Val-des-Sources wasn’t always known by that name, it was only changed in 2020. Prior to that, the small French-Canadian town of 7,000 people was known as Asbestos. Nothing like naming your town after one of the few products in the world synonymous with deadly cancer.

The town came by the name Asbestos honestly; it was actually home to the world’s largest asbestos mine. They’d had the deadly moniker since the 19th century. Back then it obviously didn’t have the same negative connotations.

As time passed, the town held onto the name even as asbestos was banished from pretty much everywhere. However, the town was suffering in a business sense thanks to foreign investors not wanting to go into business with such an ominously named place. 

The town held a vote on a new name and Val-des-Sources, meaning Valley of the Springs, won with 51%.

3. Biggby Coffee Used to Be Beaners

Coffee is made from beans so, in principle, it’s not hard to see how a company that sells coffee might stumble upon the name of Beaners in an effort to brand themselves. That was the case with Biggby Coffee when they first appeared on the scene back in 1995.

By the year 2007 the company had grown to 77 locations and was expanding rapidly. Today they have nearly 300 in operation. But as they grew larger and more people took notice of them, the company also began to field criticisms from the public over their name. Though owners Bob Fish and Mary Roszel claimed to have not been familiar with it at all and meant no insult to anyone, the word “beaner” had, at that time, an established history of being a racial slur against Hispanics. 

The company realized the name was not projecting the image they had intended. They felt like if they didn’t change it, even if they meant no harm, they’d be condoning its use so in 2007 they changed all of their existing stores and rebranded as Biggby, keeping the “B” logo from the original store but losing the name entirely. 

2. The Washington Wizards used to be the Bullets 

The Washington Wizards have been playing in the NBA since 1997. The franchise history is longer, however, starting in Chicago as the Packers all the way back in 1961 and then moving to Baltimore in 1963 when they became the Bullets. The team held the Bullets name through a 1973 move to Washington, where they played first as the Capital Bullets and then later as the Washington Bullets, starting in 1974. So what made them change from the Bullets after more than 30 years? Two things.

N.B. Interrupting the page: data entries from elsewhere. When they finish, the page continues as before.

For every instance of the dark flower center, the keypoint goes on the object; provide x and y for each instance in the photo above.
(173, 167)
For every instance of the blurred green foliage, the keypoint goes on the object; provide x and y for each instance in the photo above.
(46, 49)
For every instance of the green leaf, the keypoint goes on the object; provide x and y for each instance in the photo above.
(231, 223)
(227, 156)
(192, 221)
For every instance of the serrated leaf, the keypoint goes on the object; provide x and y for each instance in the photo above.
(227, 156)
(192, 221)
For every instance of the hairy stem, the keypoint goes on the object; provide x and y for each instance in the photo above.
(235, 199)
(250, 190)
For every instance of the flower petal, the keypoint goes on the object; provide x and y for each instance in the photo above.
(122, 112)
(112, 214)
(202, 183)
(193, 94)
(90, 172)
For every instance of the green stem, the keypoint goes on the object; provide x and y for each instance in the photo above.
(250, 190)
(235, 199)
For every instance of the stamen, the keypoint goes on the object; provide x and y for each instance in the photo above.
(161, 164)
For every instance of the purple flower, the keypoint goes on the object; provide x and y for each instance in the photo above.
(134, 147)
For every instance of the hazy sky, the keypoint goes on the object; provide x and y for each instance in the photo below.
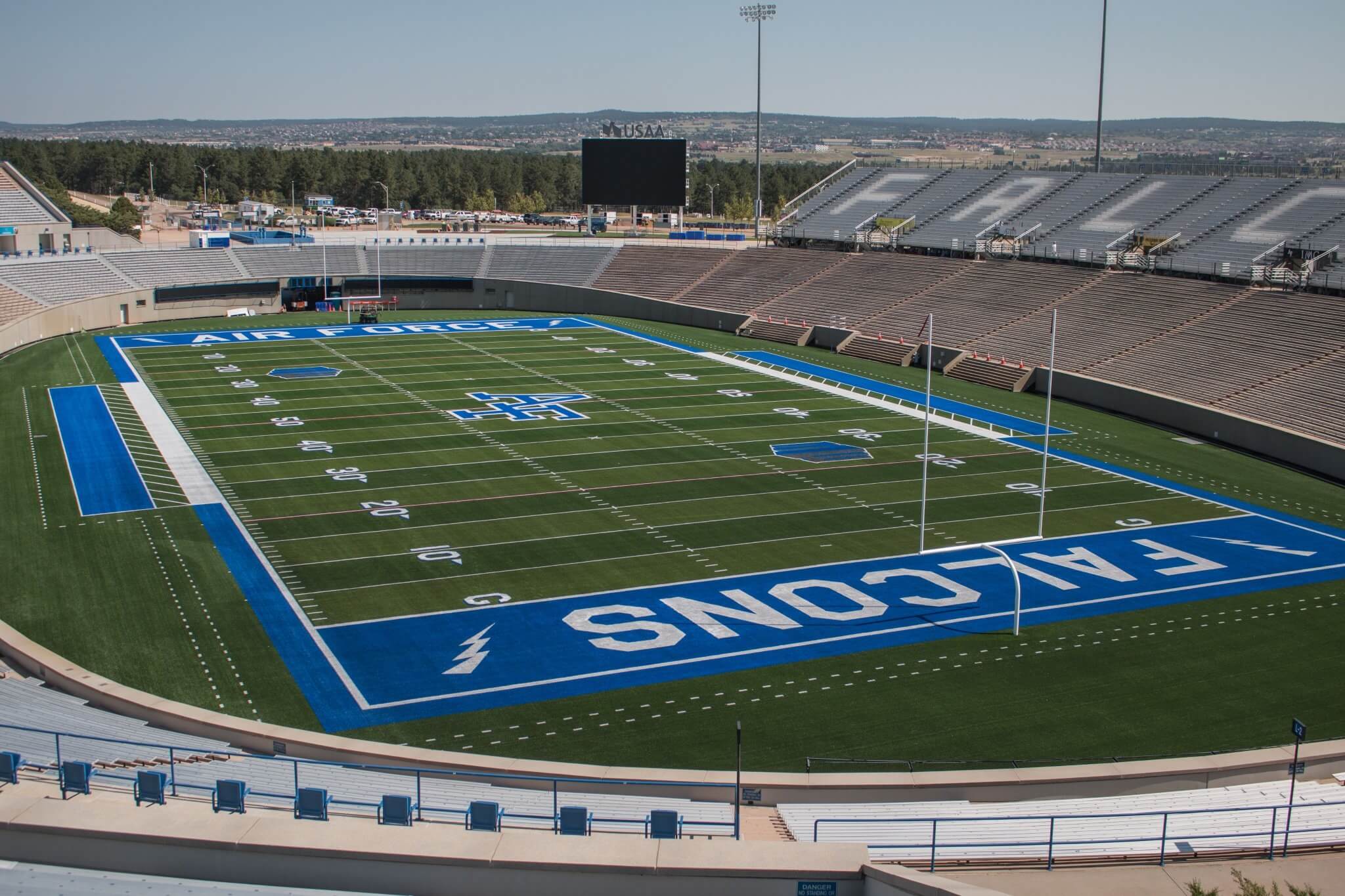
(971, 58)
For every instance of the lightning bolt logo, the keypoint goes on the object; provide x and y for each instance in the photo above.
(472, 656)
(1270, 548)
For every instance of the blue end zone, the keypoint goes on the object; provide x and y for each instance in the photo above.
(217, 339)
(548, 649)
(970, 412)
(115, 359)
(304, 372)
(104, 476)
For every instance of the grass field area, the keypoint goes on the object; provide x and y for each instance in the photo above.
(667, 476)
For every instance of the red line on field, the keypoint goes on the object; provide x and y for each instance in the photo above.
(604, 488)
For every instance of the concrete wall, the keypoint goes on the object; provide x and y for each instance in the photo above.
(1200, 421)
(101, 312)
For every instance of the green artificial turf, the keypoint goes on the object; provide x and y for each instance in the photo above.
(560, 507)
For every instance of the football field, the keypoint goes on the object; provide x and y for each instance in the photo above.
(653, 465)
(437, 517)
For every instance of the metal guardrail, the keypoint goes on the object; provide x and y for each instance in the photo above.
(420, 775)
(1051, 843)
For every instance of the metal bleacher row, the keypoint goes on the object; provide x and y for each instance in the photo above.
(118, 747)
(1218, 820)
(1225, 345)
(1216, 221)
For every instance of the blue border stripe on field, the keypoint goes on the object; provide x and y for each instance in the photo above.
(970, 412)
(101, 469)
(292, 641)
(1187, 489)
(116, 360)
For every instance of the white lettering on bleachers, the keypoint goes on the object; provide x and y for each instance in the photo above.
(880, 192)
(1256, 230)
(1107, 221)
(1007, 199)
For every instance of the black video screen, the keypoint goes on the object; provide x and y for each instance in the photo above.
(634, 172)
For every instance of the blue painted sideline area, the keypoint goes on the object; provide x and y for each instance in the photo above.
(970, 412)
(104, 476)
(1287, 519)
(116, 360)
(215, 339)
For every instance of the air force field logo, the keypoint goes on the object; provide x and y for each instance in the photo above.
(523, 408)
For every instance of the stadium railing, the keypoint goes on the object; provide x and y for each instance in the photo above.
(108, 771)
(1277, 837)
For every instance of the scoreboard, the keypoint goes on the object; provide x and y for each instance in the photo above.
(634, 172)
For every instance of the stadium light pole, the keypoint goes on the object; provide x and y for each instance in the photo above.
(759, 12)
(1102, 66)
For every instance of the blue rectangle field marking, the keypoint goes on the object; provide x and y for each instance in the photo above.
(104, 476)
(970, 412)
(116, 360)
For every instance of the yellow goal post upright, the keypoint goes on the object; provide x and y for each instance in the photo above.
(994, 545)
(349, 300)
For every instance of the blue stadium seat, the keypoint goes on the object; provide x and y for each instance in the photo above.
(76, 777)
(395, 811)
(311, 802)
(483, 816)
(575, 821)
(229, 796)
(663, 824)
(10, 763)
(148, 788)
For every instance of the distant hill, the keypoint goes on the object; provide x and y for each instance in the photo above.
(839, 125)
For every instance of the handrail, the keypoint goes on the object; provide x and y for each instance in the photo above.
(1052, 842)
(1126, 236)
(1310, 265)
(1153, 250)
(418, 771)
(817, 186)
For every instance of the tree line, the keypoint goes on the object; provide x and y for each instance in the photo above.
(477, 181)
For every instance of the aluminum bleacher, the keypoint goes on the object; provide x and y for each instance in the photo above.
(1143, 202)
(864, 200)
(1254, 336)
(979, 300)
(1001, 199)
(752, 278)
(174, 267)
(1115, 313)
(1214, 821)
(284, 261)
(575, 265)
(860, 286)
(441, 261)
(658, 273)
(18, 206)
(61, 280)
(15, 305)
(1286, 214)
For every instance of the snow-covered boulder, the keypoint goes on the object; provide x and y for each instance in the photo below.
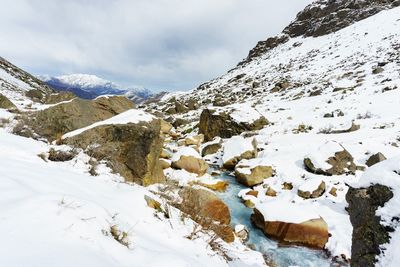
(208, 210)
(236, 149)
(330, 159)
(252, 172)
(130, 142)
(189, 159)
(194, 140)
(310, 232)
(6, 103)
(211, 147)
(229, 121)
(312, 189)
(76, 114)
(374, 209)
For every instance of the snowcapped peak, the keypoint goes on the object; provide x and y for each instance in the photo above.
(86, 81)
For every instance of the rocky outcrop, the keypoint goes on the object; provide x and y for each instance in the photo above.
(132, 150)
(236, 149)
(368, 233)
(319, 191)
(312, 233)
(374, 159)
(341, 163)
(6, 103)
(327, 16)
(191, 164)
(205, 208)
(321, 18)
(221, 124)
(76, 114)
(251, 176)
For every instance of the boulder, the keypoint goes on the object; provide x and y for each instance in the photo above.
(374, 159)
(205, 208)
(76, 114)
(194, 140)
(250, 175)
(6, 103)
(166, 127)
(189, 159)
(368, 233)
(319, 191)
(132, 150)
(211, 147)
(225, 125)
(339, 160)
(312, 233)
(236, 149)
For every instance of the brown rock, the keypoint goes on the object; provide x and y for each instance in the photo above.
(191, 164)
(312, 233)
(76, 114)
(222, 125)
(374, 159)
(314, 194)
(205, 208)
(132, 150)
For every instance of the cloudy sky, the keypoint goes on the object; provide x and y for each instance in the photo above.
(159, 44)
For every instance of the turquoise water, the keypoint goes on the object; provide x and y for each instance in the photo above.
(281, 255)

First, in 1995, Israeli Prime Minister Yitzhak Rabin was assassinated. He was a friend of the Bullets’ then-owner Abe Pollin. Pollin made the name change announcement four days after his friend’s funeral. 

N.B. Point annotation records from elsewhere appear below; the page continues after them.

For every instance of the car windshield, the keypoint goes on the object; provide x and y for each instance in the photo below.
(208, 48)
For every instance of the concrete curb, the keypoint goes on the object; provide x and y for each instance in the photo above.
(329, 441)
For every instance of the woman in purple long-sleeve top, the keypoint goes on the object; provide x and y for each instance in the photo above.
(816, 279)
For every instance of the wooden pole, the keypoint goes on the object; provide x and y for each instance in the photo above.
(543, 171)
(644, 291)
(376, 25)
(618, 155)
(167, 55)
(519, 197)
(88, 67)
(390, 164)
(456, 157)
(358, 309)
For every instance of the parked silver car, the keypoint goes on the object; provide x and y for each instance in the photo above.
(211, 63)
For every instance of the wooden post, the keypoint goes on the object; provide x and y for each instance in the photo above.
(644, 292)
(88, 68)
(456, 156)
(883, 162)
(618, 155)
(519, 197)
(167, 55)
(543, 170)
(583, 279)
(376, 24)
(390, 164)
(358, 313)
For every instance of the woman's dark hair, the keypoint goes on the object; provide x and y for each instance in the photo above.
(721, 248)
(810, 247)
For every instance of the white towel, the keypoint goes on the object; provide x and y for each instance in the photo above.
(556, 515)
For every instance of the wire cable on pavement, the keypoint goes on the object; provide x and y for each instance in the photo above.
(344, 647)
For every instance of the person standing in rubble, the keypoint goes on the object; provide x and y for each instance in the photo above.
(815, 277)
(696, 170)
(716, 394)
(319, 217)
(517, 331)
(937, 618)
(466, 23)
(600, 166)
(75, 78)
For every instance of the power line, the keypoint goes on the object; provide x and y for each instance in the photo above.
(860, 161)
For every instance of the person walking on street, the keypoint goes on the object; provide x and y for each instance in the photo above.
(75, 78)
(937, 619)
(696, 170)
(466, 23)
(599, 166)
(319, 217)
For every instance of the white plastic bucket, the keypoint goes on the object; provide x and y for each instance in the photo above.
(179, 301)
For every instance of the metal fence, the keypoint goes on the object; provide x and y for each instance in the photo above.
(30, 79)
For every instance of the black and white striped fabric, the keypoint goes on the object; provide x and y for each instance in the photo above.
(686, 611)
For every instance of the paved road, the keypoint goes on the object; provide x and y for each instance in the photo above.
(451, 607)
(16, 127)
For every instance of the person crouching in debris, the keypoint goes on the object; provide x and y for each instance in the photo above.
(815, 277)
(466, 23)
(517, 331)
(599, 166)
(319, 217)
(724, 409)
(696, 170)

More pertinent to the people of Washington was the fact that, at that time, Washington was known as one of the most violent cities in the entire country. Gun violence was rampant and Pollin acknowledged that the idea of their team being “faster than a speeding bullet” meant something else in that climate. 

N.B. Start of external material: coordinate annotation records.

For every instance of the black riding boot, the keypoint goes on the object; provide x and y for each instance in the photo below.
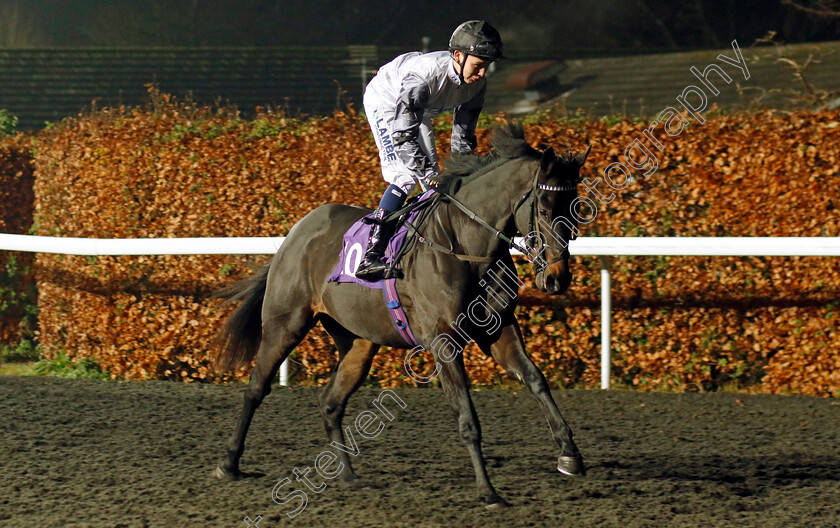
(372, 268)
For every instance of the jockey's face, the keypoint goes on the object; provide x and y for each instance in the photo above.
(474, 69)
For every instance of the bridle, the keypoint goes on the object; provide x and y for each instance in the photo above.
(539, 265)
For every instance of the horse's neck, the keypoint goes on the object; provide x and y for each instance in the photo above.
(491, 197)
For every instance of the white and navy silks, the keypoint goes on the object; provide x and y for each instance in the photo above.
(399, 103)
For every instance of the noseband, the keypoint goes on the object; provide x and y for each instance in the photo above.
(539, 265)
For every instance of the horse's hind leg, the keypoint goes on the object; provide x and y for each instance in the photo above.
(356, 355)
(456, 387)
(279, 337)
(509, 351)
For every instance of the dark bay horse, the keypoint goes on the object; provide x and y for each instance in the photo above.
(513, 189)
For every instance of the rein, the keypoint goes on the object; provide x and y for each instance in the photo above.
(538, 264)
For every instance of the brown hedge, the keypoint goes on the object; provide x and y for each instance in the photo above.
(17, 284)
(686, 323)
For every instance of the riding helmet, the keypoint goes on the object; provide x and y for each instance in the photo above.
(478, 38)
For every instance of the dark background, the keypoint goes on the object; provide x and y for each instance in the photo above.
(586, 27)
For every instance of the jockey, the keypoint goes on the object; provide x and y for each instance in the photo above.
(399, 102)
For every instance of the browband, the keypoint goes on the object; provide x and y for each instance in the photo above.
(544, 187)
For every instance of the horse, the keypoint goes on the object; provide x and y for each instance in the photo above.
(485, 200)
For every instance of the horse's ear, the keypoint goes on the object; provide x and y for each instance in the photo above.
(581, 158)
(547, 161)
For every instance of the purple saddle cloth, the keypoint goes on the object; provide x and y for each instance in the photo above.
(355, 243)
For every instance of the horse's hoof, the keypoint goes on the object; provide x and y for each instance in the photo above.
(572, 466)
(495, 503)
(354, 483)
(226, 474)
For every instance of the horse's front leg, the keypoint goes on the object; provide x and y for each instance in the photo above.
(509, 351)
(453, 379)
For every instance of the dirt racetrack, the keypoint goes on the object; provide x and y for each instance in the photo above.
(79, 453)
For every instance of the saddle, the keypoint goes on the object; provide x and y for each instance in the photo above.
(407, 219)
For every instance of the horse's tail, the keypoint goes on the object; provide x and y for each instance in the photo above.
(239, 338)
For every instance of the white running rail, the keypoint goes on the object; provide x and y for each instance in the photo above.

Fans were not particularly happy at the time, though that was to be expected. Nevertheless, they were allowed to vote on five potential new names, and Wizards won out.

1. The Royal Family Took on the Name House of Windsor Over Saxe-Coburg-Gotha

It’s a little difficult to keep track of all the names and titles used by people in the Royal Family but the reigning family come from the House of Windsor. They took over from the House of Hanover back in 1901. Except, if you check the history, you’ll see that the House of Hanover was officially succeeded by the House of Saxe-Coburg-Gotha. 

It was in 1917 when King George officially ordered Royals to dispense with German names. Saxe-Coburg-Gotha was dropped and Windsor, a name prominent in British society with ties to royalty going back years, was chosen.

Anti-German sentiment had been on the rise and, of course, the First World War cemented people’s feelings. The final straw seemed to be an air raid that took place on June 13, 1917. Germans bombed a school in London’s east end and killed 18 children. The raid was conducted with Gotha bombers. It was just over a month later when Windsor became the official name.